- Born: April 1, 1918 Detroit
- Died: February 14, 2021 (aged 102) Nashville
- Known for: Boothby-Wang construction
- Scientific career
- Fields: Mathematics
- Workplaces: Washington University in St. Louis Northwestern University
- Thesis: A Topological Study of the Level Curves of Harmonic Functions (1949)
- Doctoral advisor: Wilfred Kaplan

= William M. Boothby =

American mathematician (1918–2021)

William Munger Boothby (April 1, 1918 – February 14, 2021) was an American mathematician and professor emeritus of mathematics at Arts and Sciences at Washington University in St. Louis, known for his work in differential geometry including the book An introduction to differentiable manifolds and Riemannian geometry (1975; 2nd ed. 1986).

== Education and career ==
Boothby was originally from Detroit. He received a six-year scholarship to attend the Cranbrook Academy in Bloomfield Hills, and completed a degree at the University of Michigan in 1940. His graduate studies in mathematics were interrupted by World War II; he became a pilot for the United States Army Air Forces between 1942 and 1945.

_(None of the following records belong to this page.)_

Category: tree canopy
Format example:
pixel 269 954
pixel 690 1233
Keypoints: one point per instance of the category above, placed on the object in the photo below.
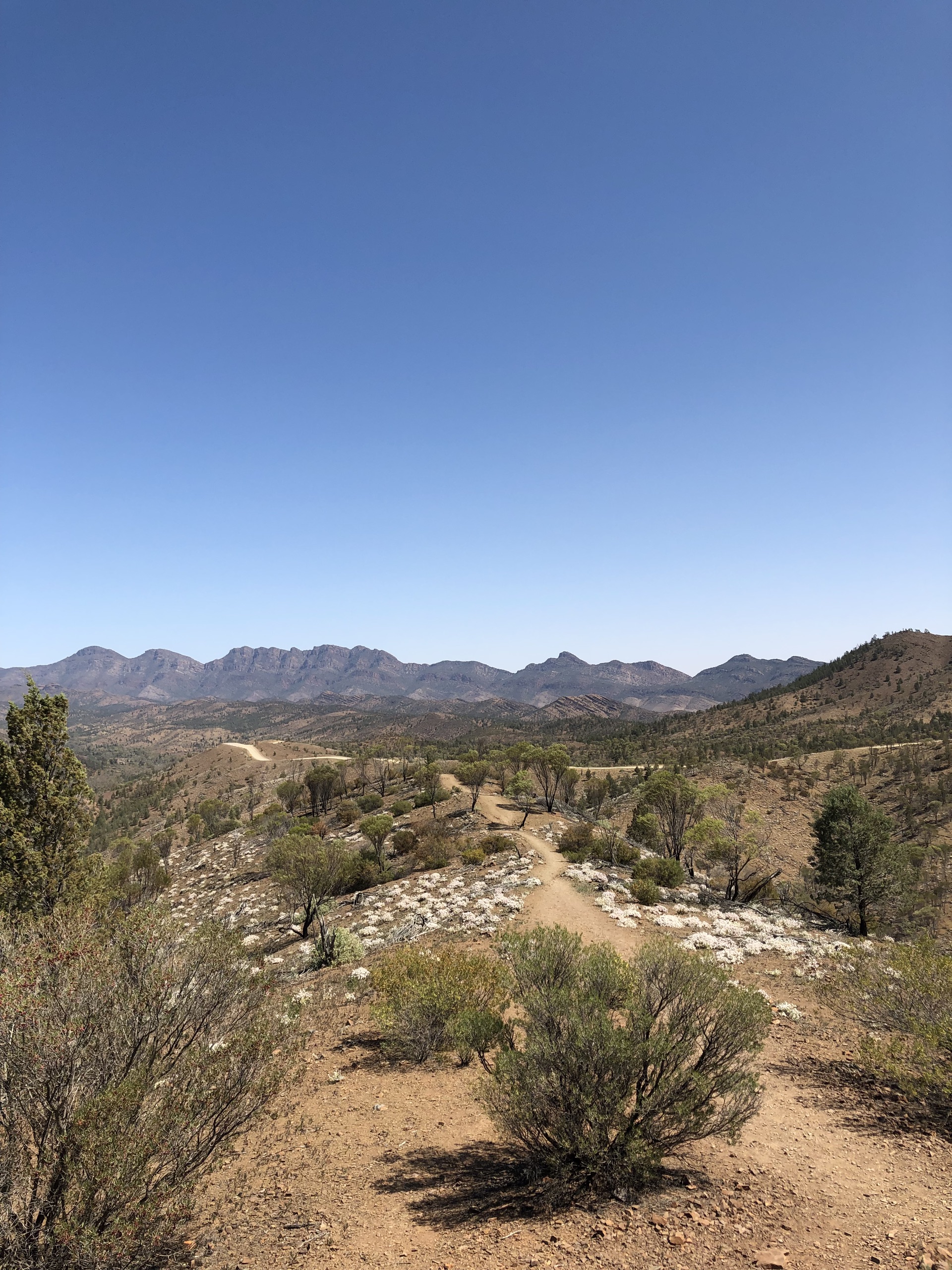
pixel 45 808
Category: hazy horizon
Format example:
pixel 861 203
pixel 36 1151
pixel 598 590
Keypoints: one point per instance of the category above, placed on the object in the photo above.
pixel 473 332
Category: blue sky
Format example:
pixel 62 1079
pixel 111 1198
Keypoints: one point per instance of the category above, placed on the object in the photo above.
pixel 474 329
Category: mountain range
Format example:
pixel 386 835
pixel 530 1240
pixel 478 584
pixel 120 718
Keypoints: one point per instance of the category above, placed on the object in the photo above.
pixel 298 675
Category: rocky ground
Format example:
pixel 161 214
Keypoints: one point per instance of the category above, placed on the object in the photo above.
pixel 375 1162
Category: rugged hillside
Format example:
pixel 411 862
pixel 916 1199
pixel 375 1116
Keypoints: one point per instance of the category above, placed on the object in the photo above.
pixel 894 689
pixel 294 675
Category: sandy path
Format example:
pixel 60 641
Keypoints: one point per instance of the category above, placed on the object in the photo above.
pixel 254 752
pixel 857 1185
pixel 556 901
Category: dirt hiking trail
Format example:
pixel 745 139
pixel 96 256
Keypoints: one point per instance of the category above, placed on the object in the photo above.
pixel 377 1162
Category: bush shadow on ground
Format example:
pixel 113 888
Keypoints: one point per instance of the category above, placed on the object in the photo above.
pixel 450 1188
pixel 866 1103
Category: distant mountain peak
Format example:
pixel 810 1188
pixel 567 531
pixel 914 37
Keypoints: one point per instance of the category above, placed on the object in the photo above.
pixel 306 675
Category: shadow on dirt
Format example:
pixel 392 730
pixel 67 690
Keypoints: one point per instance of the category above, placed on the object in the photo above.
pixel 484 1179
pixel 867 1104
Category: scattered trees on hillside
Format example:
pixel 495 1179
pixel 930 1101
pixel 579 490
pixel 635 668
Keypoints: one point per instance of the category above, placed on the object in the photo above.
pixel 381 772
pixel 734 838
pixel 321 781
pixel 291 794
pixel 431 785
pixel 474 775
pixel 310 872
pixel 674 803
pixel 522 792
pixel 570 779
pixel 858 868
pixel 254 794
pixel 547 767
pixel 376 828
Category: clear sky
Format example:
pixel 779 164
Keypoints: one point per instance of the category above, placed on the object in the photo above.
pixel 486 328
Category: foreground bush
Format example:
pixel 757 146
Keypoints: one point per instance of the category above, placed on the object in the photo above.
pixel 904 995
pixel 131 1055
pixel 432 1003
pixel 615 1066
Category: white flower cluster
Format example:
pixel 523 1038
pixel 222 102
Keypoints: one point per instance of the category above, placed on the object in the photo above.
pixel 731 935
pixel 405 910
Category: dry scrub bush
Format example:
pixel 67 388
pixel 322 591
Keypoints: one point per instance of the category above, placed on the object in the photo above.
pixel 615 1066
pixel 131 1053
pixel 903 992
pixel 433 1001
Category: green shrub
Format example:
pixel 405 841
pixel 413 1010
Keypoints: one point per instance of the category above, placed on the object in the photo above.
pixel 403 841
pixel 422 997
pixel 424 799
pixel 612 1067
pixel 903 994
pixel 494 844
pixel 347 947
pixel 371 802
pixel 134 1052
pixel 348 811
pixel 662 870
pixel 625 854
pixel 645 890
pixel 578 842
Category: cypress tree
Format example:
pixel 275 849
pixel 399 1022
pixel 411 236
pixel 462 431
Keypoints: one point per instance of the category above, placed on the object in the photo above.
pixel 45 808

He would complete a PhD at University of Michigan in 1949. His dissertation, A Topological Study of the Level Curves of Harmonic Functions, was supervised by Wilfred Kaplan.

He then joined as junior faculty Northwestern University. A one-year fellowship at ETH Zurich followed in 1950-51. He joined as a professor the Mathematics Department at the Washington University in St. Louis, until his retirement in 1988. In 1960-61 he visited the Institute for Advanced Study.

== Research ==
His early research concerned differential geometry, including harmonic functions, Hermitian manifolds and contact structures. In particular, he worked on contact manifolds together with Hsien Chung Wang, describing what is now known as the Boothby-Wang construction.

In 1975 he published a very popular textbook, An Introduction to Differentiable Manifolds and Riemannian Geometry, which "defined the curriculum and standard of the introductory graduate differential geometry course worldwide".

After publishing this book, his research interests shifted to control theory.